I am working on a text classification task and I am only interested in the last output. Since I would prefer to execute in batches, I came up with the following code (after looking into a few references online)
class Encoder(nn.Module):
def __init__(self, input_size, encoding_size, hidden_size, output_size, layers, padding_idx):
super(Encoder, self).__init__()
self.hidden_size = hidden_size
self.encoding_size = encoding_size
self.layers = layers
self.batch_size = batch_size
self.embedding = nn.Embedding(input_size, encoding_size, padding_idx=padding_idx)
self.e2i = nn.Linear(encoding_size, hidden_size)

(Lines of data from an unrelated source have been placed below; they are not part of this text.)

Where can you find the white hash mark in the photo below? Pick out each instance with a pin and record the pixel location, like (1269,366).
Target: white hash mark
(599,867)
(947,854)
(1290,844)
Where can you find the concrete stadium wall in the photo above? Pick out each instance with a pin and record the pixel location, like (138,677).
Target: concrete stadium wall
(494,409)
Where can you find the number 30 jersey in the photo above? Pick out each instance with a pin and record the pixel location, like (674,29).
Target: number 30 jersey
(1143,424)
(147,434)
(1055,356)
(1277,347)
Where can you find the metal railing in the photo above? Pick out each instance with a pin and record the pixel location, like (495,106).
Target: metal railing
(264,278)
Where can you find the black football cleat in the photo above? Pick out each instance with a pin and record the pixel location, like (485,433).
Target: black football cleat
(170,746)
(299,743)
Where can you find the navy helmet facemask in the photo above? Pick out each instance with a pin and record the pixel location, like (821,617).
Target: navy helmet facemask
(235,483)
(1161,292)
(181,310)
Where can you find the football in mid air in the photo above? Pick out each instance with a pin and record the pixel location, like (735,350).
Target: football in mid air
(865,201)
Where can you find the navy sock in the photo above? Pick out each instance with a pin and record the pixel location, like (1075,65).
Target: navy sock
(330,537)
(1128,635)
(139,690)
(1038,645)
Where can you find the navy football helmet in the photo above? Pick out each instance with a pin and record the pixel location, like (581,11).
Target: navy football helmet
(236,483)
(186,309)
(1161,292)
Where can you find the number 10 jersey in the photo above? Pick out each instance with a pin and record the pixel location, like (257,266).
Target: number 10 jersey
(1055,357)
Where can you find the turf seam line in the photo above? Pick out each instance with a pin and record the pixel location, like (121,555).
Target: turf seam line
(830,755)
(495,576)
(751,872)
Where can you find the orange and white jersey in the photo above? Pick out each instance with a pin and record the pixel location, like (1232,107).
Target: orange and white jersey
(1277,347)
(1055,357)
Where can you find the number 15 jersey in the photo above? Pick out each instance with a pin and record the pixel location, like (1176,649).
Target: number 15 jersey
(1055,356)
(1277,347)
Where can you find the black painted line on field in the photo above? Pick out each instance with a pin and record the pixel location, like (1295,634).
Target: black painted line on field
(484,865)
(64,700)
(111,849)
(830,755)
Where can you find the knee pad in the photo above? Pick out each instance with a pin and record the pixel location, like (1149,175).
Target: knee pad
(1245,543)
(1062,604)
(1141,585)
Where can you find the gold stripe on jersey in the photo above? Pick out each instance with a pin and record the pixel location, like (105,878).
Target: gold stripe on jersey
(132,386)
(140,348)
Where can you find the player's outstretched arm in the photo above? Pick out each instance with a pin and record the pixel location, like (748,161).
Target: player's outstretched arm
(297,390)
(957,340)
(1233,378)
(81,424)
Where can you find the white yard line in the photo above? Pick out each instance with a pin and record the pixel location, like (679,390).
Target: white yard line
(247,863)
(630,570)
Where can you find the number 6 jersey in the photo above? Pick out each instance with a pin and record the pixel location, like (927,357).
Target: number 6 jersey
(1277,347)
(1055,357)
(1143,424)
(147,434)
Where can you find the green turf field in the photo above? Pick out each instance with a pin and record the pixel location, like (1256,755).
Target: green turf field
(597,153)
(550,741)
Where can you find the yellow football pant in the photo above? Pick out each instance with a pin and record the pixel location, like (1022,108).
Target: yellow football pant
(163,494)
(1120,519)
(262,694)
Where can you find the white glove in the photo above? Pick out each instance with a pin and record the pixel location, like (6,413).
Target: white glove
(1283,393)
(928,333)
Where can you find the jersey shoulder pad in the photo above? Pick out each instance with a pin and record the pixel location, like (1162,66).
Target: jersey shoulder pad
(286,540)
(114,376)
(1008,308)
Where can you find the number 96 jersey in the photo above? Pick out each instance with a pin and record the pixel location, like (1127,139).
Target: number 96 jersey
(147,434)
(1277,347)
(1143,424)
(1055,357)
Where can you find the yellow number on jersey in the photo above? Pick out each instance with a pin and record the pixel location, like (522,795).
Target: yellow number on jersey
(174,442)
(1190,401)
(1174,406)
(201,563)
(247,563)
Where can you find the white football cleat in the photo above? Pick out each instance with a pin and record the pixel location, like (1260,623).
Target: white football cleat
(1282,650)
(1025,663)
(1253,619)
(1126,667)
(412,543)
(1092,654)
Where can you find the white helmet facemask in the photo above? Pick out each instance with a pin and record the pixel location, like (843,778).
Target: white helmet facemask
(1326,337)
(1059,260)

self.gru = nn.GRU(hidden_size, hidden_size, batch_first=True, num_layers=self.layers)
self.out = nn.Linear(hidden_size, output_size)
self.sigmoid = nn.Sigmoid()
self.batch_first = True
def forward(self, X, X_lengths, batch_size):
self.hidden = self.initHidden(batch_size)
X = self.embedding(X)
X = self.e2i(X)
X = rnn.pack_padded_sequence(X, X_lengths, batch_first=True)

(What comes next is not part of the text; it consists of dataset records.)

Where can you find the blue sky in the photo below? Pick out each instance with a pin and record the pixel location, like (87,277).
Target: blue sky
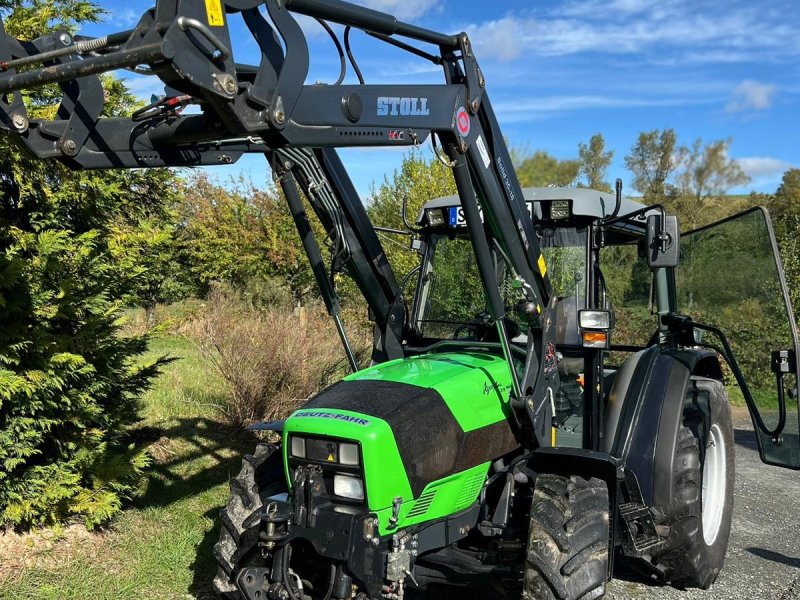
(560,70)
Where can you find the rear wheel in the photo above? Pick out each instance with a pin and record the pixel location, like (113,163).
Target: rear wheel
(567,556)
(261,477)
(699,517)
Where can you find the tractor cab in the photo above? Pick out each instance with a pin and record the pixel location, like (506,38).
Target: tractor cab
(613,302)
(450,305)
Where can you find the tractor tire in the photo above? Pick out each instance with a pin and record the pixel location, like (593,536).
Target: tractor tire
(568,538)
(699,516)
(261,477)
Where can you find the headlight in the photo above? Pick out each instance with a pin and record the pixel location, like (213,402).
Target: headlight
(348,454)
(298,447)
(348,487)
(595,319)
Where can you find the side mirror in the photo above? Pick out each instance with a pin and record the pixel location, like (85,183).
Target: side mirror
(596,326)
(663,241)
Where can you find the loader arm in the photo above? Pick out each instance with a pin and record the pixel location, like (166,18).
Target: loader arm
(268,108)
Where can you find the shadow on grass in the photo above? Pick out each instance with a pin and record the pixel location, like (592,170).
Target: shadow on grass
(191,457)
(204,566)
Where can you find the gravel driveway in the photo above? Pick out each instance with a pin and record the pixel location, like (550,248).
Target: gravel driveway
(763,561)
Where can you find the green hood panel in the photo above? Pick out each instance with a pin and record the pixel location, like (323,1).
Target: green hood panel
(475,385)
(429,427)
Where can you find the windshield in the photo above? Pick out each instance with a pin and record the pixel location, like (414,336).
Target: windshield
(452,297)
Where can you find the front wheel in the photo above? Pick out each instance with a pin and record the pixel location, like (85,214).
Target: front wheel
(260,478)
(699,517)
(567,555)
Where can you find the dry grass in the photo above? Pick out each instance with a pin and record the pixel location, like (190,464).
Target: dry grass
(272,359)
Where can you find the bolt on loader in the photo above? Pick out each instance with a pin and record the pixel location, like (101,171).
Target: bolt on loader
(545,392)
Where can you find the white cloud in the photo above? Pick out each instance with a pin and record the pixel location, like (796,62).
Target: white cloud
(763,167)
(125,17)
(737,32)
(403,10)
(751,95)
(542,106)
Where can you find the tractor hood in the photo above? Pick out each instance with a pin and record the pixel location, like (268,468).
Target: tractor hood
(418,421)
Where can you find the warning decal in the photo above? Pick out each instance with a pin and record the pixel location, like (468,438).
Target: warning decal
(462,122)
(216,18)
(542,266)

X, self.hidden = self.gru(X, self.hidden)
X, _ = torch.nn.utils.rnn.pad_packed_sequence(X, batch_first=True)
idx = (torch.cuda.LongTensor(X_lengths) - 1).view(-1, 1).expand(len(X_lengths), X.size(2))
time_dimension = 1 if self.batch_first else 0
idx = idx.unsqueeze(time_dimension)
X = X.gather(time_dimension, Variable(idx)).squeeze(time_dimension)
X = self.out(X)
X = self.sigmoid(X)
return X
def initHidden(self,batch_size):
return torch.zeros(self.layers, batch_size, self.hidden_size).to(device)
However, I observed that the training was very slow. Since my text sequences are long (in terms of number of words) I have decided to perform a truncated backpropagation through time. Could anyone suggest how I can modify the above code to serve my purpose?